My question was rather: in the dividend per piece stated by you: has the withholding tax already been deducted from it or not? If so, did they deduct 15% or 30%? If there was a deduction, you should include it back in, as it will impact the calculation. 15% of 2% is 0.3%, per year!

Disagree. Like I said, imagine that the closing price in Europe was $70.00. But the US exchange remained open. The closing price there for that day was $72. But for you these prices are equivalent. And the same will apply to the end of the period. Europe closes with $110, but US drops to $108. In the end you will have 110/70 for Europe and 108/72 for US. This can distort your calculation by a few percent.

At what tax rate is VWRD cheaper than VT without any deductible interest from a mortage?

Oh, sorry. Yes, gross amounts, as communicated by the funds themselves and/or the Swiss tax administration.

In theory, they should perform the same over the long-term. Given same indices, holdings and distribution in full. However…

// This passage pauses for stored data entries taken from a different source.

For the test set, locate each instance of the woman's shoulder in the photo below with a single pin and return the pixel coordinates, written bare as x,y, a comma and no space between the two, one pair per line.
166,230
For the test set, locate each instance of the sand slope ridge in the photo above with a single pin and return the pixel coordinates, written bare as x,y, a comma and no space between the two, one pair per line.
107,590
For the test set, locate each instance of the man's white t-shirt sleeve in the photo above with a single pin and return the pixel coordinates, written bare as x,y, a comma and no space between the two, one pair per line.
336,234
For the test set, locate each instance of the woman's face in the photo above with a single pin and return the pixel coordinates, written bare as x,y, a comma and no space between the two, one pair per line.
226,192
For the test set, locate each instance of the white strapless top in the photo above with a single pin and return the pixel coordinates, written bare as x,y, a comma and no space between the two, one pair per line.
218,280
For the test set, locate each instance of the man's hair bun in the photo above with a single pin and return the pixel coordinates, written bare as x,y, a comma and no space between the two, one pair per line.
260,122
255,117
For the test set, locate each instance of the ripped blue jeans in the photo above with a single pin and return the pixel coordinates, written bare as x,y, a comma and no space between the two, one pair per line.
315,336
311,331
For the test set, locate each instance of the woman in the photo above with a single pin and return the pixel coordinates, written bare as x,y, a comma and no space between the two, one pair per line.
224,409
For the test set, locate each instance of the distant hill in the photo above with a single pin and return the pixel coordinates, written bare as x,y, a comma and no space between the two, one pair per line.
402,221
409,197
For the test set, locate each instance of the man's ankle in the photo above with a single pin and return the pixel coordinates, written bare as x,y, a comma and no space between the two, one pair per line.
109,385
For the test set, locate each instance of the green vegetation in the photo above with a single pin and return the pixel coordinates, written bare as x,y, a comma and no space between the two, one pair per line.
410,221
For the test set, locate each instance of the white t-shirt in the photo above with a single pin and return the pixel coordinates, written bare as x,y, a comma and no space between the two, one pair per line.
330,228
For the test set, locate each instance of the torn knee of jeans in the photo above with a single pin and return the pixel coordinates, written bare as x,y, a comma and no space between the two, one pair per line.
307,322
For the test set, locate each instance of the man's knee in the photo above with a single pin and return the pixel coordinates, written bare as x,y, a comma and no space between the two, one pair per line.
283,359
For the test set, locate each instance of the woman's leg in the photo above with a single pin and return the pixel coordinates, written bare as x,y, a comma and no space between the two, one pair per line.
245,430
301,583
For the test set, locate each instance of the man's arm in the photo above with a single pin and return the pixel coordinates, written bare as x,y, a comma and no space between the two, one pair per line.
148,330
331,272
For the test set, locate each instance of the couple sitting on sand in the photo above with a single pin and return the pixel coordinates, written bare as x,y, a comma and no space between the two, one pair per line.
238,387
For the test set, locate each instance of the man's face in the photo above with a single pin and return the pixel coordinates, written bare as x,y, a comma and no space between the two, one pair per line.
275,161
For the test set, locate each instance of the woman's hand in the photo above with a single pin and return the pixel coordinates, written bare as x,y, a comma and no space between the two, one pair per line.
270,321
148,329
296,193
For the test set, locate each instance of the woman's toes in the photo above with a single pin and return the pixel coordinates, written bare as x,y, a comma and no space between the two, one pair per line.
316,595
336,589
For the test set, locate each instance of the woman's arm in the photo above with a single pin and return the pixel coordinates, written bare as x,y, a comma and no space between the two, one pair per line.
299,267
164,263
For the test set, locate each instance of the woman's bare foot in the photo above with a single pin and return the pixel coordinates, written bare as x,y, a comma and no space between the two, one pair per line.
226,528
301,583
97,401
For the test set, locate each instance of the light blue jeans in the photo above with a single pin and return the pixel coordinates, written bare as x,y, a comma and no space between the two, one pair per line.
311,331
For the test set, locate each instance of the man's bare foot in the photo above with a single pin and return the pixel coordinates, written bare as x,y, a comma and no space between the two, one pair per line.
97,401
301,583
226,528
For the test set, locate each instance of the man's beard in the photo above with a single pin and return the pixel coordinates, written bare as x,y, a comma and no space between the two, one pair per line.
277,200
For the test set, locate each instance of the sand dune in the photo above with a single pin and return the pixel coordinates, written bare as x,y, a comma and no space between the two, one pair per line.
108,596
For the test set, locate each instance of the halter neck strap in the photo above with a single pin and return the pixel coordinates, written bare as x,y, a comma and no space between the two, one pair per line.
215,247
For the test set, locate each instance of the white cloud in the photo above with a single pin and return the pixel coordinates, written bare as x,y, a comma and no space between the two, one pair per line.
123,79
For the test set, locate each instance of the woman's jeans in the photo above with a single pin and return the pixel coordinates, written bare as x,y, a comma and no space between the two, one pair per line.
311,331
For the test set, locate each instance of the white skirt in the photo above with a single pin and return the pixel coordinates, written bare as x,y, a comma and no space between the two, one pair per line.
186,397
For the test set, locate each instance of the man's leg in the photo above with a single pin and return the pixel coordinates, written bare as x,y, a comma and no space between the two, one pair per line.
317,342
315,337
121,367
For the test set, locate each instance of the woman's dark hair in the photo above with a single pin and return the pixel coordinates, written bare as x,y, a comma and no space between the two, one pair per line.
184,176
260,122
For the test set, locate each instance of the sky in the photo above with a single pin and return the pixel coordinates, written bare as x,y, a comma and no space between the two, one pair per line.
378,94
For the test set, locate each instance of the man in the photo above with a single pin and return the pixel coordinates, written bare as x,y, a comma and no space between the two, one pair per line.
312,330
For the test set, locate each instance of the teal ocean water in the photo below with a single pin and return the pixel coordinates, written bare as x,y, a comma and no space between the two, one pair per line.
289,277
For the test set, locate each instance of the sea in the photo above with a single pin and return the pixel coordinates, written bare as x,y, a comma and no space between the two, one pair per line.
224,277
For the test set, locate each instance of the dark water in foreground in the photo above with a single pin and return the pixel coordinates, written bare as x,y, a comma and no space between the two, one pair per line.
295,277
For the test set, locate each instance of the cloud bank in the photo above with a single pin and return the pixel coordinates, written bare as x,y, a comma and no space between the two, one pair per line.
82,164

  • The indices and holdings are largely - but not fully - the same. But I’m not going to account for that, since it’s intended to just compare holding the two funds.
  • VWRD has curiously had this one-time (?) distribution from capital gains
    So that assumption might not hold water.

But how would you measure it?

I don’t know how, maybe I would take a whole sequence of start and end dates and draw a chart to see if there is a big difference between different reference points.

And I don’t know anything about the capital gains payout of VWRD. It’s interesting thought.

I just realised that the last fiscal reform changed something. If the swiss company pays a dividend with reserve from capital contributions, the company needs to pays a taxable dividend of the same ammount from other reserves. If it doesn’t do so, half of the “tax-free” dividend won’t be tax free. That’s probably the reason UBS did that in 2020. I checked their last annual report and they can still pay 4.68 USD tax free to share-holders, that means 13 years of 50% of tax-free dividends. We might see the percentage of tax-free dividend from the SPI drop a bit in 2020.